Kostanian, 50, was the founding chairwoman of the Anti-Corruption Center (ACC), the Armenian affiliate of the Berlin-based Transparency International that has earned domestic and international acclaim for its decade-long efforts to expose and fight against government corruption.
Kostanian set up the group, initially called the Center for Regional Development, in 2000 shortly after finishing her graduate studies in the United States. She has since been a vocal critic of bribery, nepotism and other corrupt practices that remain widespread in Armenia. She and other ACC activists have repeatedly questioned successive Armenian governments’ state efforts to tackle the problem.
The administration of former President Robert Kocharian launched in 2003 a four-year anti-corruption program mainly involving legislative measures. Kostanian served as a member of a presidential commission monitoring its implementation. She resigned from the body in 2007 in protest against what she saw as its inactivity and a lack of government commitment to combat graft in earnest.

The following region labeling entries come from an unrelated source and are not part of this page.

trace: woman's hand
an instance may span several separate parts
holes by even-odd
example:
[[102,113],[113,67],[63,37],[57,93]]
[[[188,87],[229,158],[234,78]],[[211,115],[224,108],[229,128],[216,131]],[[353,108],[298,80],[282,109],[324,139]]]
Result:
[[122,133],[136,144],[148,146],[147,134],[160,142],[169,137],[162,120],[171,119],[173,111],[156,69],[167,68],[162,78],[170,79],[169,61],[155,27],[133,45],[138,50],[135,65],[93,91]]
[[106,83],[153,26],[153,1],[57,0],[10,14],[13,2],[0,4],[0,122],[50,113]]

Annual global surveys conducted by Transparency International over the past decade have shown no decrease in the scale of government corruption in Armenia. The country occupied a lowly 120th place in the watchdog’s most recent Corruption Perceptions Index (CPI) released last November.
Shortly after taking office in 2008, President Serzh Sarkisian acknowledged that a lack of prosecutions of government officials on corruption charges has undermined public trust in the stated crackdowns on corruption. His government subsequently approved a new four-year plan of anti-graft measures that puts the emphasis on the enforcement of existing laws and regulations.
In a September 2009 interview with RFE/RL’s Armenian service, Kostanian asserted that such crackdowns will be doomed to failure as long as the country’s top government officials have extensive business interests and are not accountable to citizens.
“I can not take any supposedly anti-corruption reform in our country seriously until the fusion between large entrepreneurs and politicians is addressed,” she said. “There has to be a serious material sacrifice on the part of the current authorities, something which I don’t see happening.”